Radiation is usually done together with chemotherapy. The side effects are commonly more serious when combination therapy is performed. The adverse effects of radiation can be:

  • Painful ulcers in your esophageal lining
  • Fatigue
  • Trouble or pain when swallowing
  • Skin which appears sunburnt

You may probably undergo specific side effects of the approach long after treatment is over. These might be esophageal stricture in which your esophageal tissue loses flexibility and results in the narrowing of your oesophagus, causing pain or difficulty in swallowing.

Targeted Therapy

They can target particular proteins on your cancer cells in a manner of threatening your cancer. A small part of cancer can be cured with Trastuzumab which targets HER2 protein on your cancer cell surface. Besides, cancers can advance by producing new blood vessels. Ramucirumab, a form of targeted procedure which joins monoclonal antibodies with VGEF protein that aids in new blood vessel creation.

Other Treatments

If the oesophagus is blocked due to cancer, the doctor might implant one stent into the organ for keeping it open.

Photodynamic therapy may also be done where your tumour is injected with a photosensitive medication for attacking the tumour with light exposure.

Immunotherapy is another treatment option. It stimulates your immune system for attacking cancer cells.

Electrocoagulation, another alternative, employs electric current for destroying cancer cells.

Cryotherapy may also be performed for freezing cancer cells to aid in tumour shrinkage.

Stage-wise esophageal cancer treatment includes:

  • For stage 0
    – Surgery
    – Endoscopic mucosal resection
    – Radiofrequency ablation
    – Photodynamic therapy
  • For stages I, II, III
    – Chemotherapy
    – Radiation therapy
    – Surgery
  • For stage IV
    – Radiation therapy
    – Chemotherapy
    – Immunotherapy
    – Targeted therapy
    – Palliative therapy (for relieving the associated pain and swallowing trouble)


How curable is the cancer of the oesophagus?

Usually, esophageal cancer can be treated. However, unfortunately, the issue is rarely curable. The generic survival rate on a 5-year basis manageable with specific treatment is around 5-30%. Rarely, a patient with a very early stage possesses a higher probability of survival.

What is the main cause of esophageal cancer?

The primary cause of esophageal cancer is GERD (gastroesophageal reflux disorder) and also smoking. GERD refers to a chronic digestive issue where your bile or stomach acid can irritate your esophageal lining by flowing into the tube. It is generally indicated by heartburn and acid reflux more than twice every week. Smoking can trigger squamous cell esophageal cancer. Besides, Barrett’s oesophagus is also a serious cause associated with adenocarcinoma.
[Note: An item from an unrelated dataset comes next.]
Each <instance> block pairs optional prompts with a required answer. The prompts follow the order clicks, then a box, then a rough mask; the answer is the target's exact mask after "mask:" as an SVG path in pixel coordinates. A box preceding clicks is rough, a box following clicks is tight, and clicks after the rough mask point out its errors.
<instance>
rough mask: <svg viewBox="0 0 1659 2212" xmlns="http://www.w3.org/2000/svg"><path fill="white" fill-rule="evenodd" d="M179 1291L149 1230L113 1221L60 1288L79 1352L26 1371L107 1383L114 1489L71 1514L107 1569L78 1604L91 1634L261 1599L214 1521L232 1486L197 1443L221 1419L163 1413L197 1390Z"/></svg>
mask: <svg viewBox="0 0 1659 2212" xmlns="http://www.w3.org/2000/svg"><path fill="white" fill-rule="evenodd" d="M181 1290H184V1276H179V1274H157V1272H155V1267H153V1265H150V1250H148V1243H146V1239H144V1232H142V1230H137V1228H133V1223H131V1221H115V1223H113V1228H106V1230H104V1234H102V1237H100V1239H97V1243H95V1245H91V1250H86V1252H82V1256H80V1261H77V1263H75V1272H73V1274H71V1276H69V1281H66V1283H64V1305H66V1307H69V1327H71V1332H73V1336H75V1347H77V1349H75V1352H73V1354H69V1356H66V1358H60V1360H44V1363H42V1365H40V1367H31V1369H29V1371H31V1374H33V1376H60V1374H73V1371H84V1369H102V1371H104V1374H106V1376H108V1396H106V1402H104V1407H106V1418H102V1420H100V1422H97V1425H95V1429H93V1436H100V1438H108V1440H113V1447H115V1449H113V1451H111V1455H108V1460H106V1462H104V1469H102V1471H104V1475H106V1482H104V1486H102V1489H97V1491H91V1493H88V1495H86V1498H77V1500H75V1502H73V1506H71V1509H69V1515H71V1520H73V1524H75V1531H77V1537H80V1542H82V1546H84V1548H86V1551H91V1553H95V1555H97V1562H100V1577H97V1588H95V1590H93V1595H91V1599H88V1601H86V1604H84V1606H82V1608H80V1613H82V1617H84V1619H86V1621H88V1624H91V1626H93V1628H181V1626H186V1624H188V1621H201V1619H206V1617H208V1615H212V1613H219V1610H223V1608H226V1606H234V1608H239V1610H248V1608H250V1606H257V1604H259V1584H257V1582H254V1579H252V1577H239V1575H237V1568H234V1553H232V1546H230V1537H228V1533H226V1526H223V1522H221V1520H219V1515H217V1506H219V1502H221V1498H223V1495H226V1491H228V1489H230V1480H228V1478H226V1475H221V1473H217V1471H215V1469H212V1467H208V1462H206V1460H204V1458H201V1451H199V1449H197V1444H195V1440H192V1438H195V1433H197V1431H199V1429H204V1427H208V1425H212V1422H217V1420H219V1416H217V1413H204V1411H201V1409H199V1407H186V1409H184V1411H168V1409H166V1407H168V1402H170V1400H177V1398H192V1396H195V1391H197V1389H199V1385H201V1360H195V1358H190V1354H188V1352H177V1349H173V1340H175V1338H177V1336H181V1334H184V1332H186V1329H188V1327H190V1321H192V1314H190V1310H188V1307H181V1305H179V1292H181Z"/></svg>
How aggressive is esophageal cancer?

The aggressiveness of esophageal cancer has reached the extent that it can deteriorate your quality of life and is usually fatal also. The liquids and foods that you consume will fail to pass through the oesophagus as it will be blocked by cancer. In potential stages, if untreated, you will experience esophageal bleeding as a critical esophageal cancer symptom.

What were your first symptoms of esophageal cancer?

The initial esophageal cancer symptoms might include:

  • Hoarseness or coughing
  • Heartburn
  • Worsening indigestion
  • Chest pain
  • Unexplained weight loss
  • Difficulty swallowing

These early esophageal cancer symptoms will be experienced only in the preliminary stages of the disorder.